I'm a newbie on Python, html and web scraper. I'm trying to scrape user information from a website which needs to login first. In my tests I use scraper my email settings from github as examples. The main page is 'https://github.com/login' and the target page is 'https://github.com/settings/emails'
Here are a list of methods I've tried
##################################### Method 1
import mechanize
import cookielib
from BeautifulSoup import BeautifulSoup
import html2text
br = mechanize.Browser()
cj = cookielib.LWPCookieJar()
br.set_cookiejar(cj)
# Browser options
br.set_handle_equiv(True)
br.set_handle_gzip(True)
br.set_handle_redirect(True)
br.set_handle_referer(True)
br.set_handle_robots(False)
br.set_handle_refresh(mechanize._http.HTTPRefreshProcessor(), max_time=1)
br.addheaders = [('User-agent', 'Chrome')]
# The site we will navigate into, handling it's session
br.open('https://github.com/login')
for f in br.forms():
print f
br.select_form(nr=0)
# User credentials
br.form['login'] = 'myusername'
br.form['password'] = 'mypwd'
# Login
br.submit()
br.open('github.com/settings/emails').read()
################ Method 2
import urllib, urllib2, cookielib
username = 'myusername'
password = 'mypwd'
cj = cookielib.CookieJar()
opener = urllib2.build_opener(urllib2.HTTPCookieProcessor(cj))

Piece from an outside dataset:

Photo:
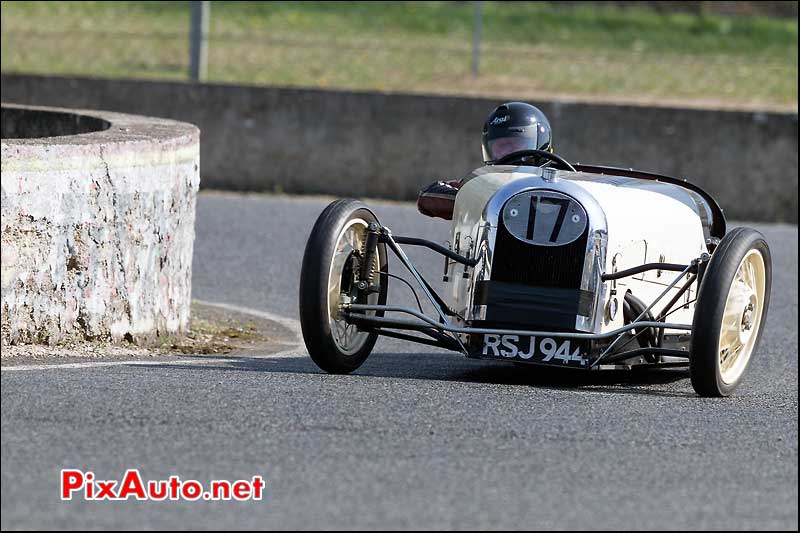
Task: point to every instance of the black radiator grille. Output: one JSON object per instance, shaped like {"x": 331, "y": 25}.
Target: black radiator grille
{"x": 515, "y": 261}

login_data = urllib.urlencode({'username' : username, 'j_password' : password})
opener.open('https://github.com/login', login_data)

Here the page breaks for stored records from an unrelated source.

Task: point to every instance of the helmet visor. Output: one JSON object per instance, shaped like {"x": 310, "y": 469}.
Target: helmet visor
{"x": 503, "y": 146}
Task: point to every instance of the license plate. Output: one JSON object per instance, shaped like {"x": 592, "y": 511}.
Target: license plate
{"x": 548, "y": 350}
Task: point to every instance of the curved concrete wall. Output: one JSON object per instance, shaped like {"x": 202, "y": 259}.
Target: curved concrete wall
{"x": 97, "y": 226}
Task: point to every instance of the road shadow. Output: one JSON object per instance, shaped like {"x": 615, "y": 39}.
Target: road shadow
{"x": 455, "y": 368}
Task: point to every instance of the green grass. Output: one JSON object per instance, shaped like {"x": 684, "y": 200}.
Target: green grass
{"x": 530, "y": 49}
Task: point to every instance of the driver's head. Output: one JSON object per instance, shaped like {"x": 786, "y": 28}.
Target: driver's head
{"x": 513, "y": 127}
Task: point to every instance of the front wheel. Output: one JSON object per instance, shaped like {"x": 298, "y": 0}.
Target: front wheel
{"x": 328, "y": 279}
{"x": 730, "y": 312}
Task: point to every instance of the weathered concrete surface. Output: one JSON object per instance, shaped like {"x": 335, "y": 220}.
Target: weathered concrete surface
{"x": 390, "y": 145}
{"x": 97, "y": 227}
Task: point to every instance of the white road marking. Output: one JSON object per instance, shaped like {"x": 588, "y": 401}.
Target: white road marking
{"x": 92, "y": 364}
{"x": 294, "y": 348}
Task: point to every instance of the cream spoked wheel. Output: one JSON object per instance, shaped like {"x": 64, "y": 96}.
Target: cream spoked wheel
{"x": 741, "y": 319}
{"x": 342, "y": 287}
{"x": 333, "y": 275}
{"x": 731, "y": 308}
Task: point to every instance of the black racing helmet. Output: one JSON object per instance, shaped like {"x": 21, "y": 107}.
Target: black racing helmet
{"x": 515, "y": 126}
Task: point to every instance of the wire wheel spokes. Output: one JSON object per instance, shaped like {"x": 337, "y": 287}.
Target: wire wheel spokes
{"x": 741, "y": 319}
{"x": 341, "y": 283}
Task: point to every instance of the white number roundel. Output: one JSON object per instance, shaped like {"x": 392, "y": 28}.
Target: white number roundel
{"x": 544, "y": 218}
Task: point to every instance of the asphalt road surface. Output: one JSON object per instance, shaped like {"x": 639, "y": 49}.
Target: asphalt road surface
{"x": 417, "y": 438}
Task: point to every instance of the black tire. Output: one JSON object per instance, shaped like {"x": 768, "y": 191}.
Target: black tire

resp = opener.open('https://github.com/settings/emails')
print resp.read()
############# Method 3
import urllib
opener = urllib.FancyURLopener()
print opener.open('http://myusername:mypwd@github.com/settings/emails').read()
########## Method 4
import mechanize
import cookielib
br = mechanize.Browser()
cj = cookielib.LWPCookieJar()
br.set_cookiejar(cj)
br.set_handle_equiv(True)
br.set_handle_gzip(True)
br.set_handle_redirect(True)
br.set_handle_referer(True)
br.set_handle_robots(False)
br.set_handle_refresh(mechanize._http.HTTPRefreshProcessor(), max_time=1)
#br.set_debug_http(True)
#br.set_debug_redirects(True)
#br.set_debug_responses(True)
br.addheaders = [('User-agent', 'Chrome')]
br.add_password('https://github.com/settings/emails', 'myusername', 'mypwd')
br.open('https://github.com/settings/emails')
print br.response().read()
############ Methods 5
from requests import session
payload = {
'action': 'login',
'username': 'myusername',
'password': 'mypwd'
}
with session() as c:
c.post('https://github.com/login', data=payload)
request = c.get('https://github.com/settings/emails')
print request.headers
print request.text
########### Method 6
import requests
from requests.packages.urllib3 import add_stderr_logger
import sys
from bs4 import BeautifulSoup as bs
add_stderr_logger()
s = requests.Session()
s.headers['User-Agent'] = 'Chrome'
username = 'myusername'
password = 'mypwd'
url = 'https://github.com/login'
# after examining the HTML of the website you're trying to log into
# set name_form to the name of the form element that contains the name and
# set password_form to the name of the form element that will contain the password
login = {'login': username, 'password': password}
login_response = s.post(url, data=login)
for r in login_response.history:
if r.status_code == 401: # 401 means authentication failed
print 'error!'
sys.exit(1) # abort
pdf_response = s.get('https://github.com/settings/emails') # Your cookies and headers are automatically included
soup = bs(pdf_response.content)
Also I've read some discussions about differences between HTTP Authentication and cookies. Still none of them worked.
Please help and any help would be appreciated. Thank you very much.